In many cases, pretending to be someone else online is illegal. This is true in California when someone does so with the intent to defraud, harm, intimidate or threat.
So, here is a look at some examples where impersonation could lead to someone getting in legal trouble.
Pretending to be a relative to get money
Suppose Bob gets an email that purports to be from his cousin, Mary. Mary claims to have gone on a trip, had her wallet stolen and needs Bob to wire her $1,000 so she can get back home. When it is someone else pretending to be Mary with the intent of getting money from Bob under these false premises, this is illegal.
Pretending to be someone in order to threaten
Say that Jane has a challenging relationship with her ex-husband, James. One day, she gets an email from someone purporting to be James, and it lays out a litany of threats. The emails keep coming, and Jane is scared. She contacts the police and turns over the evidence of harassment and threats.
Pretending to be an official to get information
Jose is a victim of a robbery, with his case pending. The person who committed the crime wants to find out how much Jose saw of him or her, and emails Jose and pretends to be a detective following up with the case.

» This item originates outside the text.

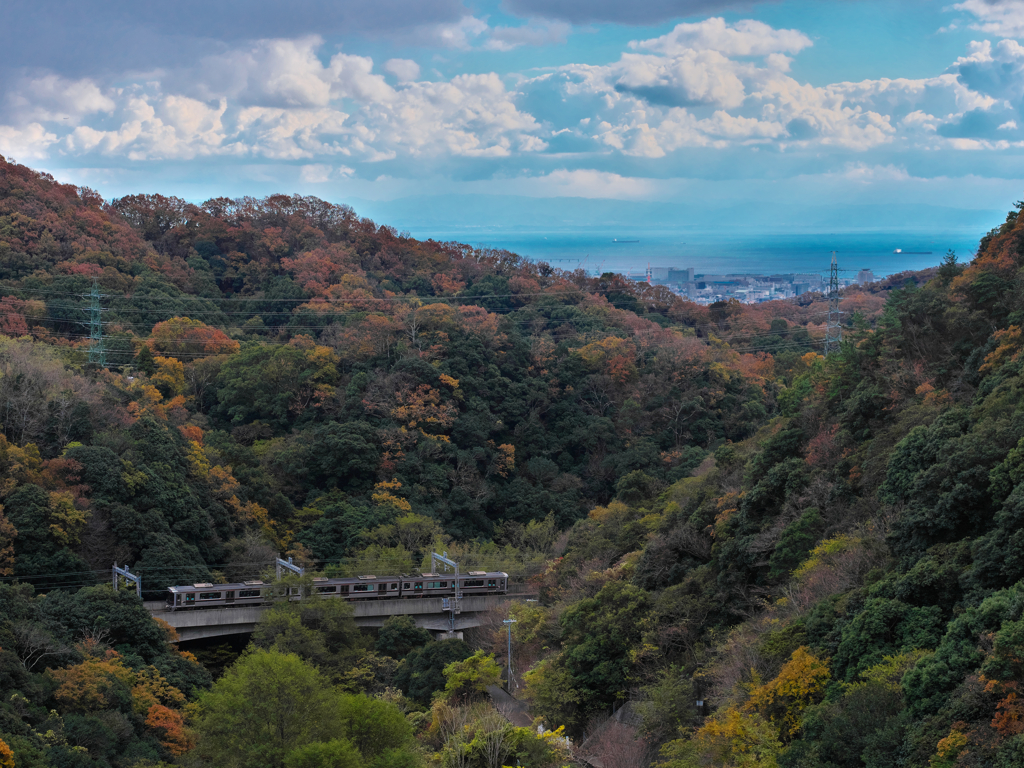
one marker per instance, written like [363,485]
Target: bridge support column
[446,634]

The examples above are just three possible scenarios in which online impersonation can occur illegally. That type of activity can be bad enough in itself, but what happens sometimes is that people end up falsely accused. For example, take the real James in scenario two. He may find it difficult to prove he did not send these emails and would need the help of an attorney. Similarly, someone could get accused of impersonating someone else’s relative and have no idea what is going on. Someone could have hacked into computer and bank accounts.
Thus, some impersonation cases have many layers and can be complex to unravel.